Okafor has never been a stranger to injuries. The reason he hasn’t played in the last 3 NBA seasons is a herniated disc in his neck. He initially tried to rehab the injury, but in February 2014 CBS Sports reported that he had a neck surgery. This is obviously a serious injury (Prince Fielder had just retired from the MLB last week after a 2nd fusion surgery to fix a herniated disc in his neck) and has kept Okafor from the court for 3 seasons.
Can we expect him to come back and play now?
Let us not forget that Okafor has had other injuries in his career too. He only played 26 games in 2005-2006 with an ankle injury and was held to 27 games in 2011-2012 with a knee injury.
The injury history is definitely a concern. If he truly is healthy I believe he would still need his minutes managed, with the risk of re-injury high, given his age and injury history.
Let us review, Okafor displayed a strong offensive game in the mid-range and attacking the basket, has always posted strong defensive numbers, and the advanced metrics rated him above league average in his last NBA season. 3 full NBA seasons have passed since he has played a minute on the court and the injury history is quite large and frankly, a little bit scary.
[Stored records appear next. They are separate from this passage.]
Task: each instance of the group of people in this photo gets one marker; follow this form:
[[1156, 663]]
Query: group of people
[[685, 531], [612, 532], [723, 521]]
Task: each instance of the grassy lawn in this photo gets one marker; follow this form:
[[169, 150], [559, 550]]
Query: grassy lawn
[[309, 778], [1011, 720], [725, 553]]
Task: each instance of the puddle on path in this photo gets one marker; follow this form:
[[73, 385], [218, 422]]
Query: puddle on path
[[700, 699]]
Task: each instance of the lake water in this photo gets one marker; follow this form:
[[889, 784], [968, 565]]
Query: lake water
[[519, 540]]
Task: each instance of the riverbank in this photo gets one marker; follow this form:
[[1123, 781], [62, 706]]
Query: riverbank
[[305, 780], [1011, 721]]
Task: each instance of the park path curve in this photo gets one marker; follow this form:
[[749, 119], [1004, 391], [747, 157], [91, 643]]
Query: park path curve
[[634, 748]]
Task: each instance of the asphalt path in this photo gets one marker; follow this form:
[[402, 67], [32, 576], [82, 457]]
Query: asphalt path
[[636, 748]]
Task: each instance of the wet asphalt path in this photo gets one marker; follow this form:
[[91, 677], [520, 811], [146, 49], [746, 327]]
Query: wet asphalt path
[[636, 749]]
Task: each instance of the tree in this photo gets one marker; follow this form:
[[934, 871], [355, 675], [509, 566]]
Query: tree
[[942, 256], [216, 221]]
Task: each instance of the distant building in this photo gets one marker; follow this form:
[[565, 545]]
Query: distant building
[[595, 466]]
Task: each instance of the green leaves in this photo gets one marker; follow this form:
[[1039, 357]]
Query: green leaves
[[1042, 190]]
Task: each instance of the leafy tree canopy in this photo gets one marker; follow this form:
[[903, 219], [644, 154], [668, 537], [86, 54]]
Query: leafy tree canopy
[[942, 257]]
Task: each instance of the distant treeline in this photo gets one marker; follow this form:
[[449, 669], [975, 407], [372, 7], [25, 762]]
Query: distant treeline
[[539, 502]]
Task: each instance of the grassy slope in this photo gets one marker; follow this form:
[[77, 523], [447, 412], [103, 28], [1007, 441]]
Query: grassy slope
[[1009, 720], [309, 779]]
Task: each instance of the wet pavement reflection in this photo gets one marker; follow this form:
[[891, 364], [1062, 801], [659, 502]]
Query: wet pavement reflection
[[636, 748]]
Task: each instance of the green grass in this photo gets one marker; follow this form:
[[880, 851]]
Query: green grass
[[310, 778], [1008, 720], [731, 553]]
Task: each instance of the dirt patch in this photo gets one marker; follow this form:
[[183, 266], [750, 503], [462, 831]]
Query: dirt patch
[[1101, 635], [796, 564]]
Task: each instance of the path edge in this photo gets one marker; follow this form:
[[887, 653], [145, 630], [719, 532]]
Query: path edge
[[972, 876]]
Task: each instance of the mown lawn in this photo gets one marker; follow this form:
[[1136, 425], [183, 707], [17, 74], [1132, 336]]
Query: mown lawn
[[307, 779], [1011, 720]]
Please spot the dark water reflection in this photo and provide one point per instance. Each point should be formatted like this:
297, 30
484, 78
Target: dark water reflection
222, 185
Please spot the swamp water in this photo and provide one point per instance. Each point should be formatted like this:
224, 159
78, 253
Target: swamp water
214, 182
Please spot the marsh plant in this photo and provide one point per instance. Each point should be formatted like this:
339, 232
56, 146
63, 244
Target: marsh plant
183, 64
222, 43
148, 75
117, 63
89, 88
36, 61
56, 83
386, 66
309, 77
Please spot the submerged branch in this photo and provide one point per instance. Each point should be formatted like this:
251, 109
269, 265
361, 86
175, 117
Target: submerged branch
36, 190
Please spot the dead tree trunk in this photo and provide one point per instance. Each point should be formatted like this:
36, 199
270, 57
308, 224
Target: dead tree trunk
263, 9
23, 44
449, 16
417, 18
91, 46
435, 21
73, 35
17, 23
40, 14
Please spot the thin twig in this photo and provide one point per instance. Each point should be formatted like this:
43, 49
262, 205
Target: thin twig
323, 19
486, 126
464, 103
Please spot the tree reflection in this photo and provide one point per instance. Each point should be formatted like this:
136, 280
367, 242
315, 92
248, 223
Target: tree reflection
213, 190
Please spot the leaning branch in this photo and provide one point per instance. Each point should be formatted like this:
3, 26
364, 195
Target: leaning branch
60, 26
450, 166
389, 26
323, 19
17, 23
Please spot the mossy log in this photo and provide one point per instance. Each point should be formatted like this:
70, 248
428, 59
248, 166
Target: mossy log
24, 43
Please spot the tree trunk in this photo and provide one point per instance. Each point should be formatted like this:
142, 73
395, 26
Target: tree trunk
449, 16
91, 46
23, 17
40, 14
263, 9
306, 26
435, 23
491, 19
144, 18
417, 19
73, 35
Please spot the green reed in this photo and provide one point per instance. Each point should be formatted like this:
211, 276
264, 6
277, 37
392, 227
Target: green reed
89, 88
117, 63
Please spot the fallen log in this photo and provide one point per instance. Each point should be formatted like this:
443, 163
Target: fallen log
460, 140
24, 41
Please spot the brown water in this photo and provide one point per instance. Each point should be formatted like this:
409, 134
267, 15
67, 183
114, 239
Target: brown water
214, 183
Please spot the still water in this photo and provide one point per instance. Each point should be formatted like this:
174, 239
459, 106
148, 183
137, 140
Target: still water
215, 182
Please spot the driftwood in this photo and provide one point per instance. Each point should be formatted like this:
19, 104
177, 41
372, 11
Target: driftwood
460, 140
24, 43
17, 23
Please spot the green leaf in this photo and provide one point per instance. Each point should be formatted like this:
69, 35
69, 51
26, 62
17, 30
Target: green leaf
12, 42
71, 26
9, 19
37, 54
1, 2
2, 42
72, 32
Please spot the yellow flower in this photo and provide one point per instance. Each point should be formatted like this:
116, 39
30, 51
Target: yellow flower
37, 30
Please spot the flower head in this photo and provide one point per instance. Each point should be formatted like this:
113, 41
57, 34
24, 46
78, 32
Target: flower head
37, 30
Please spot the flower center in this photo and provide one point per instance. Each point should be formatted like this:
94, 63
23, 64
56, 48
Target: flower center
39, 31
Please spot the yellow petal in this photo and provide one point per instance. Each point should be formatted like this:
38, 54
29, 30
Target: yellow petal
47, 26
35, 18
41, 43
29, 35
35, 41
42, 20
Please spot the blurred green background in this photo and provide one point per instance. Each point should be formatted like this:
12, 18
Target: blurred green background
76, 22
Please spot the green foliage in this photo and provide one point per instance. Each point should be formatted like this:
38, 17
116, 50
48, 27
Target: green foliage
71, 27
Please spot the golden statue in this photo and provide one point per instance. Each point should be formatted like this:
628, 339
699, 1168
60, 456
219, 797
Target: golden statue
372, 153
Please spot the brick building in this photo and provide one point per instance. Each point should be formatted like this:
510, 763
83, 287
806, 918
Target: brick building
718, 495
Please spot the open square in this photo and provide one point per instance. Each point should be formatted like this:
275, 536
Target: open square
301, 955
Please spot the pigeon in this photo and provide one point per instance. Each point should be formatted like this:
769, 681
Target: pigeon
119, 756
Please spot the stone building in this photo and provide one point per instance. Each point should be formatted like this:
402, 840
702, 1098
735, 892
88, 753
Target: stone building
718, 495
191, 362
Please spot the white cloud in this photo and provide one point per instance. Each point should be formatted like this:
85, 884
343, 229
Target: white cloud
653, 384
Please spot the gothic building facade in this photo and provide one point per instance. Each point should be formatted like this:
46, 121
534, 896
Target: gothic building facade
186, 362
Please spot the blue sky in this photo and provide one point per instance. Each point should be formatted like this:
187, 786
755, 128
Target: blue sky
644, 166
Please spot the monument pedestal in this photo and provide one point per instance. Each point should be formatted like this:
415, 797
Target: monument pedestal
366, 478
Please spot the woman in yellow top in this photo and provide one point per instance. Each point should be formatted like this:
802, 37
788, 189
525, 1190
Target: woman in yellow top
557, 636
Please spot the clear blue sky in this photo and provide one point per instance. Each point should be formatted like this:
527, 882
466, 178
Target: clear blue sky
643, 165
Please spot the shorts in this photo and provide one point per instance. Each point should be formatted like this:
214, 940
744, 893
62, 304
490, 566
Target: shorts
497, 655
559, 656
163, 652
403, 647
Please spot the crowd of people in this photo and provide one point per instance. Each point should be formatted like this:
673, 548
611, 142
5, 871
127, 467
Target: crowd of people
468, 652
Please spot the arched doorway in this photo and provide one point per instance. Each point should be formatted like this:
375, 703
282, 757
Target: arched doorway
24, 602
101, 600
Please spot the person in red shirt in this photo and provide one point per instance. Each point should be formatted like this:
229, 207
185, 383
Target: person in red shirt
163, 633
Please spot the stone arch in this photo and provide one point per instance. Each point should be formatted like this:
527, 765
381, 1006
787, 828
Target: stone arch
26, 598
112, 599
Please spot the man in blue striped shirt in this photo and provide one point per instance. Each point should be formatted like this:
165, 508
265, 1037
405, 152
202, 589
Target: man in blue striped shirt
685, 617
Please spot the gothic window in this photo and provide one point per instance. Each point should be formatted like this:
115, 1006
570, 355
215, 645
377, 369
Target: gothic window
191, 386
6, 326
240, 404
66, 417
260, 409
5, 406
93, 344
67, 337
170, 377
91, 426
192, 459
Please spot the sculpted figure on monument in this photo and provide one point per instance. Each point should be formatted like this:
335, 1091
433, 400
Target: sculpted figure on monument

Can he still be a productive NBA player? At age 33 without playing on the court in 3 years, I would say he will be a slightly below average player, but has the ability to be a presence on the defensive end. If he slots into an 8-15 minute a night role, I could see him being a productive back-up.
Should the Washington Wizards sign him?
First of all, he says he will only sign with a contending team, but I believe the Wizards have the talent and coach to be a contending team this season.
The frontcourt rotation looks strong in Washington, but I could see a role for Okafor playing behind Marcin Gortat and Ian Mahinmi as a third center. It would allow Okafor to play the role best suited to him at this stage in his career and allow him to prove in limited court time that he can still be a productive player.
If I am the Washington Wizards I have no problem bringing back Emeka Okafor if he is healthy on a short, inexpensive contract. You have the depth to cover if Okafor proves he cannot stay healthy and maybe you get lucky and get a productive big man on the cheap for a few seasons.
Emeka Okafor is a worthy gamble in this observer’s opinion.